Um clima de conflito generalizado pode favorecer o projeto autoritário do presidente
Desde janeiro de 2019, estabeleceu-se uma divisão do trabalho entre o governo Bolsonaro e a maioria de centro-direita no Congresso.
Do seu lado, o Congresso governa por Bolsonaro: faz reforma da Previdência, marco do saneamento, auxílio emergencial (com ajuda da esquerda). Do outro lado, Bolsonaro tenta fechar o Congresso.
Veja bem, eu não disse que era um relacionamento saudável.
Esse arranjo deve entrar em crise agora que as eleições de 2020 deram esperança de vitória presidencial para a centro-direita. Em todos os casos anteriores, Bolsonaro colheu os frutos de popularidade e/ou apoio das elites gerados pelo trabalho do Congresso.
Se a centro-direita tiver seu próprio candidato em 2022, não é provável que continue governando por Bolsonaro.
Mas abandonar Bolsonaro à maldição bíblica de ter que ganhar o pão com o suor do próprio rosto também pode ter custos. Ano que vem a crise vai ser feia. Isso pode mudar o humor do eleitorado, no momento favorável a candidatos moderados.
Em janeiro o auxílio emergencial acaba. Daí em diante, as projeções são muito ruins.
A renda dos pobres vai cair muito, a desigualdade deve disparar, o desemprego deve aumentar, e aquele efeito multiplicador do auxílio —mais gente consumindo porque tem mais gente com dinheiro na mão— vai se reverter.
O custo do auxílio foi alto: a situação fiscal é muito ruim.
Por incompetência de Bolsonaro, e só por isso, o Brasil será vacinado por último. Não há qualquer iniciativa do governo em curso para lidar com nada disso.
Se os piores cenários projetados para 2021 se confirmarem, o eleitorado pode sair do estado de espírito zen, moderado, centrista, “quero-um-gestor” da eleição de 2020.
Uma grave crise social pode acirrar de novo a disputa política. Talvez isso favoreça a esquerda, que é mais combativa contra Bolsonaro.
Talvez um clima de conflito generalizado favoreça o projeto autoritário de Bolsonaro, que nunca deixou de ser seu plano A.
De qualquer forma, no pior cenário para 2021, o centro pode deixar de ser o melhor canal para exprimir o sentimento popular.

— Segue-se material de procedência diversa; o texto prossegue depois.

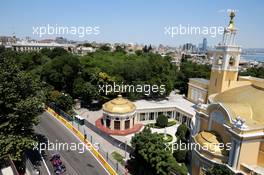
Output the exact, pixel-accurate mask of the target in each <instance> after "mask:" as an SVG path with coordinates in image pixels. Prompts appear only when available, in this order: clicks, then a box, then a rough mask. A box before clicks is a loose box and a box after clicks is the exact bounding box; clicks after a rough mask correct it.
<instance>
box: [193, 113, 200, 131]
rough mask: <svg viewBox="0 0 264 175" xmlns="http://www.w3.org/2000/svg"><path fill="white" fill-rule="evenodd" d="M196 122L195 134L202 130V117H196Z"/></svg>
mask: <svg viewBox="0 0 264 175" xmlns="http://www.w3.org/2000/svg"><path fill="white" fill-rule="evenodd" d="M195 123H196V126H195V133H194V134H196V133H198V132H199V131H200V125H201V119H200V117H197V118H196V121H195Z"/></svg>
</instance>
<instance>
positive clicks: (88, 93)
mask: <svg viewBox="0 0 264 175" xmlns="http://www.w3.org/2000/svg"><path fill="white" fill-rule="evenodd" d="M73 94H74V95H75V97H76V98H81V99H82V100H84V101H86V102H91V100H92V99H96V98H98V96H99V92H98V89H97V88H96V86H94V85H92V84H91V83H90V82H85V81H84V80H83V79H82V78H78V79H76V80H75V82H74V88H73Z"/></svg>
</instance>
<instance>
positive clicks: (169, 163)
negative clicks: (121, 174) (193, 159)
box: [129, 128, 187, 175]
mask: <svg viewBox="0 0 264 175" xmlns="http://www.w3.org/2000/svg"><path fill="white" fill-rule="evenodd" d="M131 144H132V147H133V148H134V152H133V153H132V154H131V156H130V157H131V159H130V160H129V167H132V169H131V171H132V173H134V174H144V175H167V174H169V173H170V172H177V174H179V175H184V174H187V168H186V167H185V166H184V165H180V164H178V163H177V162H176V161H175V159H174V158H173V156H172V154H171V152H170V151H169V150H166V149H164V147H165V145H164V144H163V137H162V136H161V135H159V134H157V133H151V130H150V129H149V128H144V130H143V131H142V132H140V133H138V134H135V136H134V137H132V141H131ZM130 165H131V166H130Z"/></svg>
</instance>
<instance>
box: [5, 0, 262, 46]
mask: <svg viewBox="0 0 264 175" xmlns="http://www.w3.org/2000/svg"><path fill="white" fill-rule="evenodd" d="M0 8H1V15H0V35H12V33H15V34H16V35H17V36H18V37H26V36H30V37H33V38H36V39H43V38H38V37H37V36H36V35H34V36H33V34H32V33H33V29H32V27H33V26H43V25H47V24H50V25H55V24H57V25H59V26H76V27H78V26H99V27H100V34H99V35H88V36H86V37H84V38H78V37H77V36H67V38H69V39H75V40H88V41H98V42H129V43H130V42H131V43H139V44H154V45H157V44H160V43H161V44H164V45H171V46H179V45H182V44H184V43H186V42H192V43H194V44H198V43H201V42H202V39H203V38H204V37H206V38H207V39H208V44H209V45H214V44H217V43H218V42H219V41H220V40H221V36H218V37H215V38H213V37H210V36H207V35H184V36H179V35H177V36H175V37H173V38H171V37H169V36H168V35H165V34H164V27H165V26H179V25H180V24H181V25H183V26H187V25H190V26H199V27H201V28H202V27H203V26H205V27H212V26H226V25H227V24H228V21H229V18H228V16H227V12H226V11H227V9H235V10H237V15H236V18H235V23H236V27H237V28H238V29H239V33H238V36H237V43H239V45H241V46H242V47H251V48H253V47H255V48H264V31H263V29H264V20H263V17H264V1H263V0H243V1H242V0H241V1H238V0H221V1H212V0H189V1H183V0H182V1H178V0H71V1H70V0H68V1H67V0H24V1H22V0H1V2H0ZM54 37H55V36H47V37H45V38H54Z"/></svg>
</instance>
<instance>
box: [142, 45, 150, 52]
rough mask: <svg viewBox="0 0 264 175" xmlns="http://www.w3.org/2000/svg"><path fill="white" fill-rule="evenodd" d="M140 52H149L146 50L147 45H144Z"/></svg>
mask: <svg viewBox="0 0 264 175" xmlns="http://www.w3.org/2000/svg"><path fill="white" fill-rule="evenodd" d="M142 50H143V52H144V53H147V52H148V51H149V50H148V46H147V45H145V46H144V47H143V49H142Z"/></svg>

Ou seja, se o centro continuar trabalhando para Bolsonaro, arrisca fortalecer o presidente contra um candidato centrista em 2022.
Mas, se parar de trabalhar para Bolsonaro, a crise pode ser grave o suficiente para virar o humor centrista do eleitorado.

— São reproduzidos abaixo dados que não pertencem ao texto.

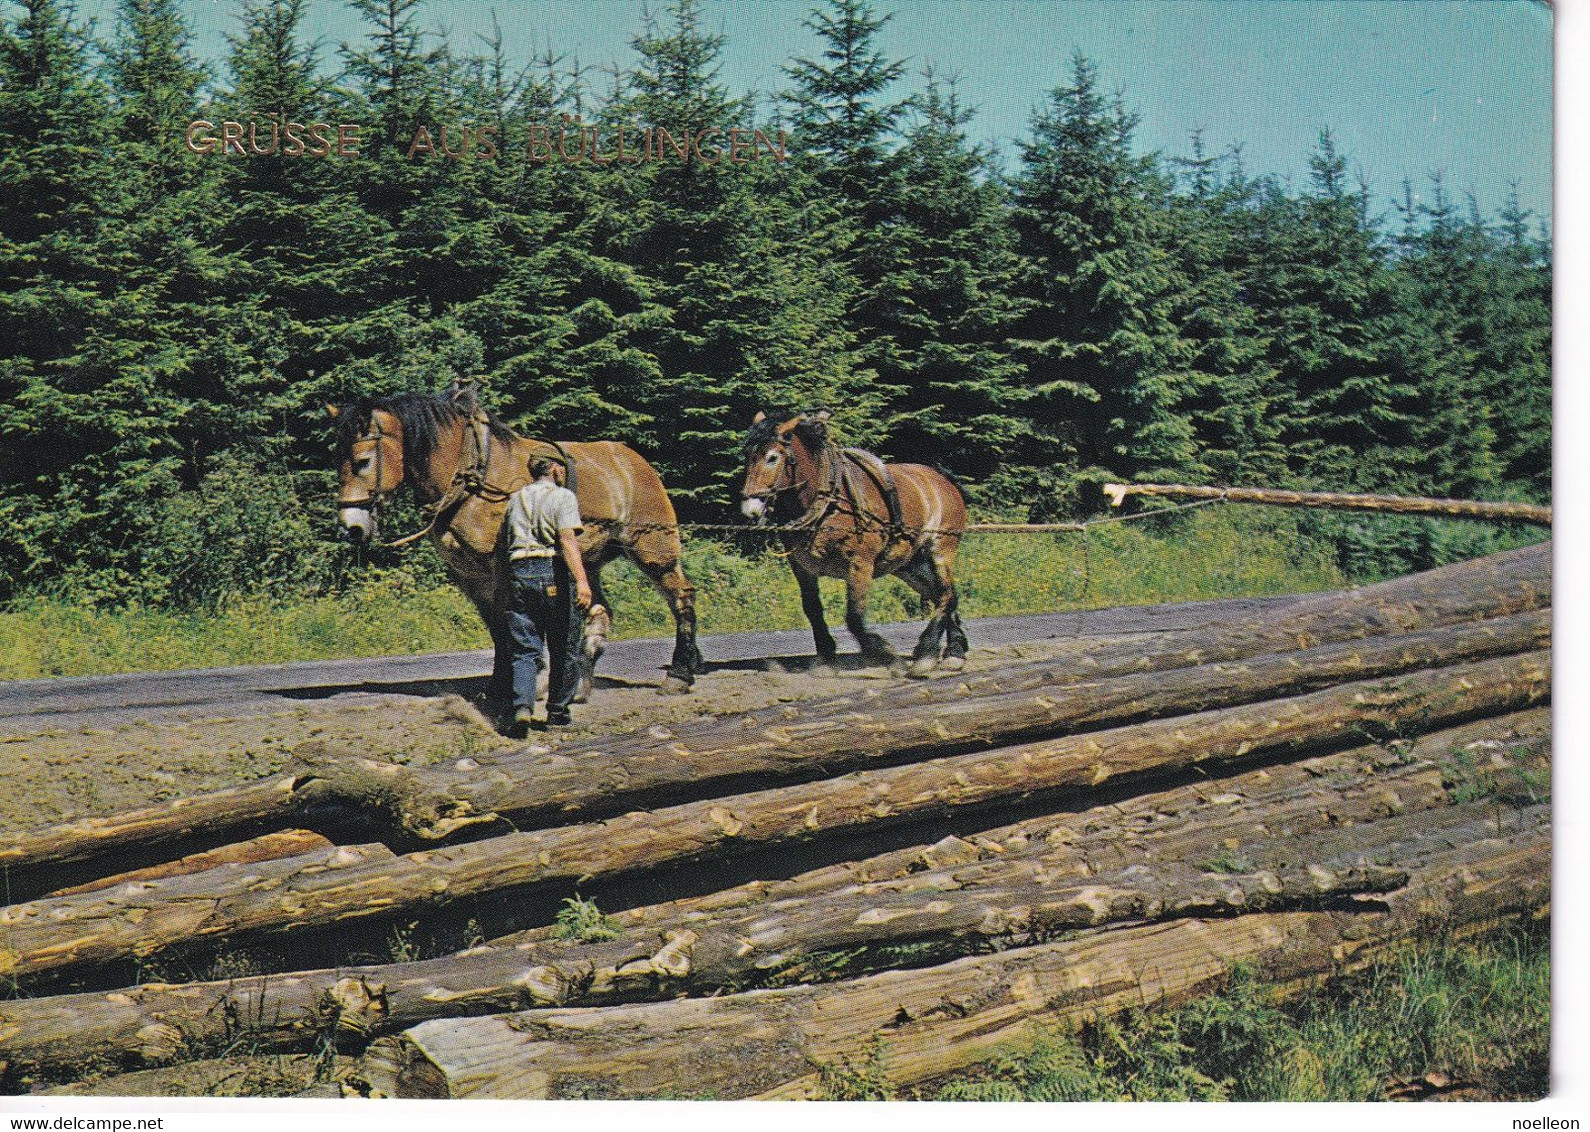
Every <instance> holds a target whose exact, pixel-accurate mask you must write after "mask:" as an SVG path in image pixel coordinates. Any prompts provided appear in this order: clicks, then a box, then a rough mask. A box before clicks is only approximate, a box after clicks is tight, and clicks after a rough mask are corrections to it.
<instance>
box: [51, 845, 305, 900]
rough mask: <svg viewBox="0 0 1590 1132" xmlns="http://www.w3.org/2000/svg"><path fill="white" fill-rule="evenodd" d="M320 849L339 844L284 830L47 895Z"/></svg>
mask: <svg viewBox="0 0 1590 1132" xmlns="http://www.w3.org/2000/svg"><path fill="white" fill-rule="evenodd" d="M316 849H335V846H334V844H332V843H331V841H329V839H326V838H324V836H321V835H320V833H313V832H310V830H281V832H280V833H264V835H261V836H258V838H250V839H248V841H238V843H235V844H229V846H221V847H219V849H210V851H207V852H197V854H191V855H188V857H181V859H180V860H169V862H165V863H162V865H149V866H148V868H135V870H132V871H127V873H118V874H116V876H103V878H100V879H97V881H89V882H87V884H75V886H72V887H70V889H59V890H56V892H48V894H45V895H46V897H72V895H76V894H80V892H100V890H102V889H114V887H116V886H121V884H130V882H135V881H154V879H159V878H162V876H189V874H192V873H204V871H207V870H211V868H219V866H221V865H253V863H256V862H262V860H281V859H283V857H301V855H302V854H307V852H315V851H316Z"/></svg>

Vejam o caso da reforma tributária. Há uma proposta de reforma no Congresso, baseada nas ideias do economista Bernard Appy, que conta com base de apoio bastante razoável.
Todos os principais candidatos a presidente em 2018, à exceção de Bolsonaro, sinalizaram que a teriam implementado.
Mas as notícias são de que Bolsonaro sabota a tributária para enfraquecer Maia (uma espécie de Cunha reverso).
Guedes quer a idiotice da CPMF. O ministro das Comunicações, Fábio Faria, reclamou que o aumento de impostos sobre ricos seria “socialismo”. Ou seja, se deixar na mão dessa turma, a reforma não sai.
A centro-direita no Congresso deve tocar a reforma por sua própria conta, sabendo que eventuais frutos eleitorais do crescimento econômico serão colhidos por Bolsonaro? Ou deve abandonar a tributária, arriscando uma crise econômica mais grave e a volta da polarização?
Não vai ser fácil ser o adulto responsável pelo Jair e o rival do Jair ao mesmo tempo.
*Celso Rocha de Barros, servidor federal, é doutor em sociologia pela Universidade de Oxford (Inglaterra).